Baghdad E.R.
by Danny Fisher
Matthew O’Neill and 12-time Emmy Award-winner Jon Alpert’s new documentary Baghdad E.R. debuted on H.B.O. this evening. It is a fly-on-the-wall chronicle of two months at the 86th Combat Support Hospital in Iraq’s “Green Zone” during the summer of 2005.
It contains pervasive strong language and some grisly, real-life E.R. images, but I daresay it is one of the most affecting hours of television you will ever see. H.B.O. will rerun the program on Memorial Day, and I cannot recommend it enough.
I was especially struck by the attention Baghdad E.R. gives to spiritual care: the 86th C.S.H.’s chaplain is featured as prominently in the film as any of the doctors, nurses, and other members of the care team. Chaplains and spiritual caregivers should find O’Neill and Alpert’s documentary especially valuable for its generous consideration of the chaplain’s role in a combat support hospital. We see the chaplain attending to traumatized patients, performing liturgy and ritual, and simply offering his compassionate presence to a bustling emergency room.
Certainly, though, the most striking aspect of the film is the perspective that the 86th Combat Support Hospital offers us on the war in Iraq. It is horrific to be sure, and the images presented in Baghdad E.R. have stirred no small amount of controversy.

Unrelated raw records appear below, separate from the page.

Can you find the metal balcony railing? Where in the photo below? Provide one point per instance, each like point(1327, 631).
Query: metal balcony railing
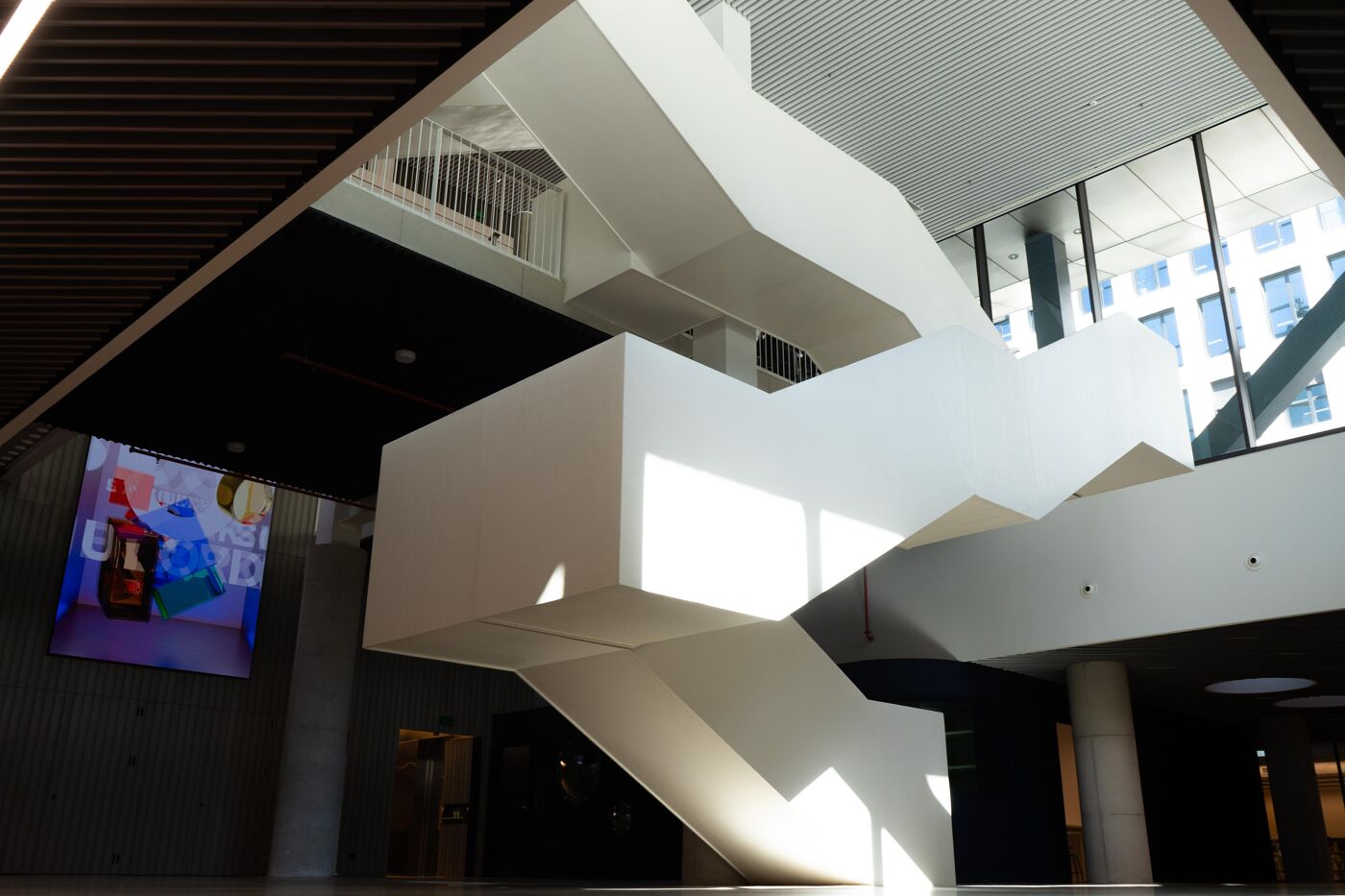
point(444, 177)
point(789, 362)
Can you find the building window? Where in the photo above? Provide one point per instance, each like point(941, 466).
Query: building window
point(1273, 234)
point(1332, 214)
point(1212, 312)
point(1152, 278)
point(1310, 406)
point(1165, 325)
point(1284, 299)
point(1086, 298)
point(1203, 258)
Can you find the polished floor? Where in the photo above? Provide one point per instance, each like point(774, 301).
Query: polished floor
point(354, 886)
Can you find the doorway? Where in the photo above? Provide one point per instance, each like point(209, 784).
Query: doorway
point(434, 792)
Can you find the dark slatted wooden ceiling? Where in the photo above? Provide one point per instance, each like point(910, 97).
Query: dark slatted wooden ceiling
point(1307, 39)
point(140, 136)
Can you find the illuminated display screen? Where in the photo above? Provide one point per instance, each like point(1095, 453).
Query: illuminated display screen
point(164, 567)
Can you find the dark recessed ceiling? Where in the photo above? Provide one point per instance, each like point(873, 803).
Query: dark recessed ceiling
point(1172, 670)
point(1305, 39)
point(137, 137)
point(291, 352)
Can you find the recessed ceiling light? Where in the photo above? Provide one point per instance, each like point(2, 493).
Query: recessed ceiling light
point(1320, 701)
point(1259, 685)
point(16, 31)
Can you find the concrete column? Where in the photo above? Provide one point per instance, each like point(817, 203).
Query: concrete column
point(1298, 802)
point(312, 767)
point(1115, 837)
point(1048, 275)
point(726, 345)
point(732, 31)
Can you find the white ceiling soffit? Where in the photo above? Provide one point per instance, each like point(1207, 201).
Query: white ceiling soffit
point(975, 108)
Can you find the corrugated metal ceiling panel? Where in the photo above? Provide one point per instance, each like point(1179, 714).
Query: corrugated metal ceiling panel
point(975, 108)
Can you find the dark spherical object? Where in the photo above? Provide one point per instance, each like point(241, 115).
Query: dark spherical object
point(580, 770)
point(623, 817)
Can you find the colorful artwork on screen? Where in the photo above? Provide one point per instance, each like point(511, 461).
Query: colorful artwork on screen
point(164, 567)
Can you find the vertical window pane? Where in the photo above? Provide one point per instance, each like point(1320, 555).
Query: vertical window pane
point(1212, 315)
point(1038, 252)
point(1281, 218)
point(1152, 242)
point(1332, 214)
point(1286, 301)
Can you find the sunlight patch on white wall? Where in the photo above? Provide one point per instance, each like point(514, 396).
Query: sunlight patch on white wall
point(942, 790)
point(840, 826)
point(898, 869)
point(849, 544)
point(722, 544)
point(554, 588)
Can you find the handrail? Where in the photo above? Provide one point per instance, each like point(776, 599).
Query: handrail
point(456, 183)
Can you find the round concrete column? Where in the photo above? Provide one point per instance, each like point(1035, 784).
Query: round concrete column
point(312, 764)
point(1115, 838)
point(1297, 799)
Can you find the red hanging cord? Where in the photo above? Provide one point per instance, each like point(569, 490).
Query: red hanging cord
point(868, 631)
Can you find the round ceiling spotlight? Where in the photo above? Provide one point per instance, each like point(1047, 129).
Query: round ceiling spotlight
point(1259, 685)
point(1320, 701)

And yet, as Brian Lowry suggests, we do well not to turn away from the suffering of the 86th C.S.H.:
- To paraphrase former Secretary of State Colin Powell’s Pottery Barn theory, in breaking Iraq, the U.S. government has bought it. At the very least, advocates of the purchase should be willing to look at the shattered pieces and the impact on those left with the thankless, soul-numbing task of cleaning up the mess.